Read Mamá, ¿por qué las mujeres son tan complicadas? Online
Authors: Jovanka Vaccari Barba
Tags: #Relato
El rechazo social a la masturbación y la hipocresía sobre su práctica son tan antiguos como los insultos y los términos ofensivos que la describen. Y no sólo en la cultura judeocristiana, ¿eh?: la mayoría de las culturas y religiones disponen de una refinada batería de amenazas destinada a lograr que los hombres no se masturben o que, al menos, no lo digan. Y dado que en la mayoría de esas culturas son los propios hombres los que han establecido las reglas y normas sociales, no es desatinado pensar que hay un interés intrínsecamente masculino en el secretismo que rodea la masturbación.

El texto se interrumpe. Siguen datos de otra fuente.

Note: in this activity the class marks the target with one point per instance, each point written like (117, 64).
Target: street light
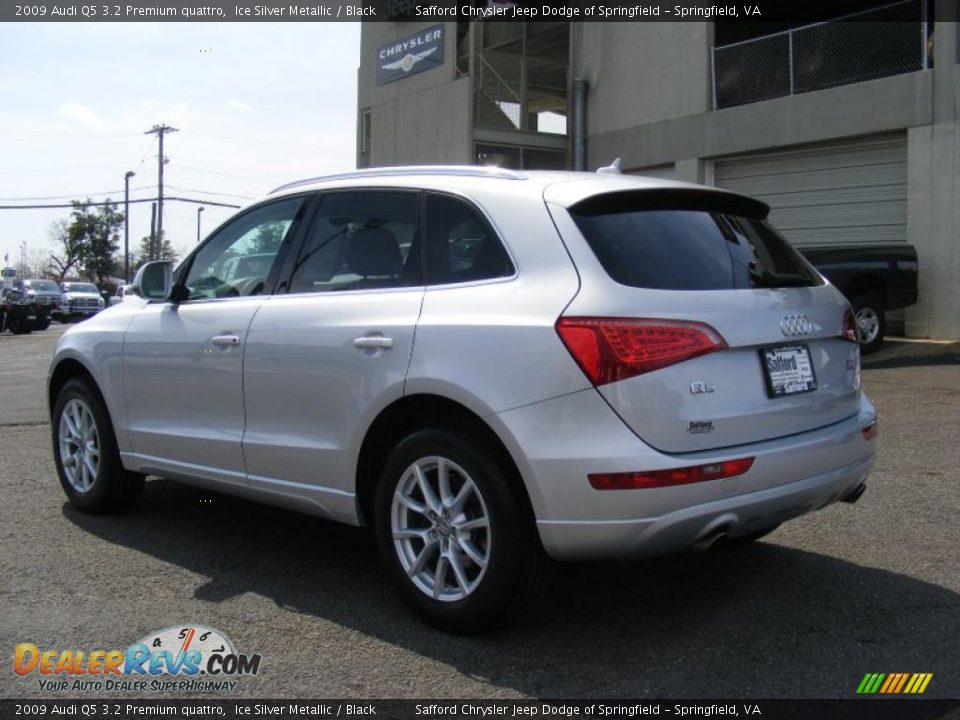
(126, 225)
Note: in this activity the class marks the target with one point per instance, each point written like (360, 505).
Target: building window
(519, 157)
(754, 61)
(521, 80)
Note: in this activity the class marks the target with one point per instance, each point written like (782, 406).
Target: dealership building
(849, 129)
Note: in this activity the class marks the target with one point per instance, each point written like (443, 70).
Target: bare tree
(69, 249)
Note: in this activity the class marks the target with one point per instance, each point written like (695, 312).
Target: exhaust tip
(710, 540)
(855, 494)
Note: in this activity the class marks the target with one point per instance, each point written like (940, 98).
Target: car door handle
(225, 340)
(373, 341)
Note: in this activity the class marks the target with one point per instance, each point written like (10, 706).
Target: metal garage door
(836, 194)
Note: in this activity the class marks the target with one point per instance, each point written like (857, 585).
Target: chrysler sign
(410, 55)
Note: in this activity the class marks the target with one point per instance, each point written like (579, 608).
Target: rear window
(689, 241)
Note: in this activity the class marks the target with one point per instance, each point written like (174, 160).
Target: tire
(501, 564)
(19, 326)
(871, 321)
(100, 485)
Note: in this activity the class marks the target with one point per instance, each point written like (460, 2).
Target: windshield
(80, 287)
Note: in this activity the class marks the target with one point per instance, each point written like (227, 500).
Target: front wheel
(871, 322)
(454, 534)
(20, 326)
(85, 453)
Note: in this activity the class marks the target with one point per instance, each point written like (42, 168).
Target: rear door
(324, 357)
(721, 333)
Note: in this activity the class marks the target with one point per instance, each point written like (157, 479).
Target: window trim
(272, 283)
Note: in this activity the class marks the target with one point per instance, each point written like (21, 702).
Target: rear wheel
(453, 532)
(85, 453)
(871, 321)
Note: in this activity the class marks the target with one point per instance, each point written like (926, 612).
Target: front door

Veamos por qué.
Si un hombre da a conocer su patrón de masturbación, no sólo su compañera —de tenerla— tendría claras ventajas sobre él y sus planes sino, lo que es más grave,
otros hombres también.
Esto quiere decir, por ejemplo, que si nuestro hombre aumenta repentinamente el número de sus masturbaciones
y otros lo saben,
también sabrán que está previendo una infidelidad ¡y que podría ser con cualquiera de sus compañeras! ¡Aaaamigo, y eso sí que no!
Pero hay más: aunque nos parezca una aberración insoportable, la hipocresía se activa por este mismo motivo, de tal manera que podríamos decir que, más que aberración, la hipocresía es un mecanismo de defensa. Pero vamos a ver si consigo explicarlo bien, que esto de ponerse en cabeza masculina conlleva serias y arriesgadas dificultades, ustedes ya me entienden.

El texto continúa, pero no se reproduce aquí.